Assis sur le toit de sa maison surplombant Rivecourbe, Dawnwolf du haut de ses 17 ans scrutait l’horizon. Il aimait se sentir libre et laisser la brise enflammer son imagination débordante. À l’aventure à travers tout le pays, il explorait les marécages putrides de Bordmarais, les cavernes du mont Gromyr, l’épée à la main pour découvrir les trésors les plus anciens du monde d’Argantar…
Mais pour l’instant, une plaine verte s’étendait à perte de vue. Des arbres et des fleurs parsemaient celle-ci, s’y mêlaient biches et papillons multicolores… Le temps passa, la nuit tira à sa fin et l’astre de feu déploya timidement ses premiers rayons. La douce lueur de l’aurore pénétra la vallée de la Membie, laissant place à la quiétude et la tranquillité des lieux.

Au cœur de celle-ci Rivecourbe se dévoila, renfermé au creux de larges enceintes qui, par endroit, montraient quelques faiblesses. Situé sur les bords de la rivière, elle présentait des rues étroites, irrégulières et obscures. Elles donnaient l’impression d’être privées de courants d’air salutaires comme de la lumière du soleil.

Presque toujours les artisans d’une même profession se logeaient dans les mêmes rues. Ils cherchaient dans leur réunion une force les protégeant de l’oppression.
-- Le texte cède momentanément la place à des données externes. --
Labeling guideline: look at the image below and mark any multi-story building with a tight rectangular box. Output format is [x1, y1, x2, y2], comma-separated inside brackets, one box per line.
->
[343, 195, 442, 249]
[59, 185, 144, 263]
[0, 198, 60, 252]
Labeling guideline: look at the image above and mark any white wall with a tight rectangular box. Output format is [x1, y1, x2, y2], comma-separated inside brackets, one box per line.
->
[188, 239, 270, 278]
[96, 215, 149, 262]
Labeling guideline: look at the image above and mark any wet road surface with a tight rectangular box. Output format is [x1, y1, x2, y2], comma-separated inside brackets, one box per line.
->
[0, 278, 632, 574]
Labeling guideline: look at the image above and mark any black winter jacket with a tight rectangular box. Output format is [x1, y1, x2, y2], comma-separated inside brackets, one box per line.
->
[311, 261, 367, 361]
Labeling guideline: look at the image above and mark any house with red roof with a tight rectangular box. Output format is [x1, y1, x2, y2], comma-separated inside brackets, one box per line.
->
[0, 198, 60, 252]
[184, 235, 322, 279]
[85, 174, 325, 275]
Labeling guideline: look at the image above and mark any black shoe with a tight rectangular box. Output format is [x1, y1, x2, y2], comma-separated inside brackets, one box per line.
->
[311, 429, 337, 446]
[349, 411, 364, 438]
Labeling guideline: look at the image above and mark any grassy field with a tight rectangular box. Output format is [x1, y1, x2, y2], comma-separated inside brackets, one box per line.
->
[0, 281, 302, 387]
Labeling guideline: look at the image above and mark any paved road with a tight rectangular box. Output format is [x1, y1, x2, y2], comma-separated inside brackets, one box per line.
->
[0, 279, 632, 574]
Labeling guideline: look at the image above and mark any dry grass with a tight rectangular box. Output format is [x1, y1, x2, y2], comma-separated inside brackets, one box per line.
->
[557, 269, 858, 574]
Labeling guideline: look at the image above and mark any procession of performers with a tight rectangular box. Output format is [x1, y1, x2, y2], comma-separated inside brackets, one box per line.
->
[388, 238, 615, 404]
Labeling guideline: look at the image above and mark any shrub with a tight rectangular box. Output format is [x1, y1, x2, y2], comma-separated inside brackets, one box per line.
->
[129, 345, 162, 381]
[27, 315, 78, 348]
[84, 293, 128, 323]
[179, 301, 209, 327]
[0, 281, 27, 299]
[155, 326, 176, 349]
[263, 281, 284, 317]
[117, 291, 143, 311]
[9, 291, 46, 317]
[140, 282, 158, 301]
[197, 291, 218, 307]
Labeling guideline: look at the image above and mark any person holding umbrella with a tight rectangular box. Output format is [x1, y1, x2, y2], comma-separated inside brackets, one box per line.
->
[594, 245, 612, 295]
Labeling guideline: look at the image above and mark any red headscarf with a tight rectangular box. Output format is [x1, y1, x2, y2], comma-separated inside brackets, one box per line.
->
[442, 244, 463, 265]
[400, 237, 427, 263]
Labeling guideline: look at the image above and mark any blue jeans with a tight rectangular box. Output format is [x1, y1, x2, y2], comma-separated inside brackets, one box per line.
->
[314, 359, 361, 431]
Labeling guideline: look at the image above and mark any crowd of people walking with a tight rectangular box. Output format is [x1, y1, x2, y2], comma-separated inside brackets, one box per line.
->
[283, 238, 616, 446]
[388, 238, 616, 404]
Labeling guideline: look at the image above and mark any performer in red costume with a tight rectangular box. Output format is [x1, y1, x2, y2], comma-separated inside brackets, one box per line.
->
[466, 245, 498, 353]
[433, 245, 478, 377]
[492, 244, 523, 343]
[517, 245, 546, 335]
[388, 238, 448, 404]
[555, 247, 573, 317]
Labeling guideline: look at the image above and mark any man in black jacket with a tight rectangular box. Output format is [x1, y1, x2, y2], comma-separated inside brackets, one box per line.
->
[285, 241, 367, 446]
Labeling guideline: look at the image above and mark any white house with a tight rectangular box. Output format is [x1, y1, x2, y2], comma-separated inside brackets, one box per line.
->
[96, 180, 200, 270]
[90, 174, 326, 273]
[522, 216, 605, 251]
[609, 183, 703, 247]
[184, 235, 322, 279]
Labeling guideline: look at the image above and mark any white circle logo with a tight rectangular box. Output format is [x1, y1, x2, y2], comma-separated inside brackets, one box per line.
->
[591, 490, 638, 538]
Malgré les patrouilles régulières des gardes à l’intérieur comme à l’extérieur de Rivecourbe, des brigandages se commettaient dans les rues éloignées du centre, comme dans les sentiers, entourant la ville.

Au milieu de la ville, dont les rues présentaient pendant la saison des pluies une fange qui ne permettait souvent de les parcourir qu’à cheval ou monté sur des échasses.  Régnait une humidité, si grande et si corrosive, que la rouille et le vert-de-gris couvraient les fers et les cuivres des portes et des fenêtres.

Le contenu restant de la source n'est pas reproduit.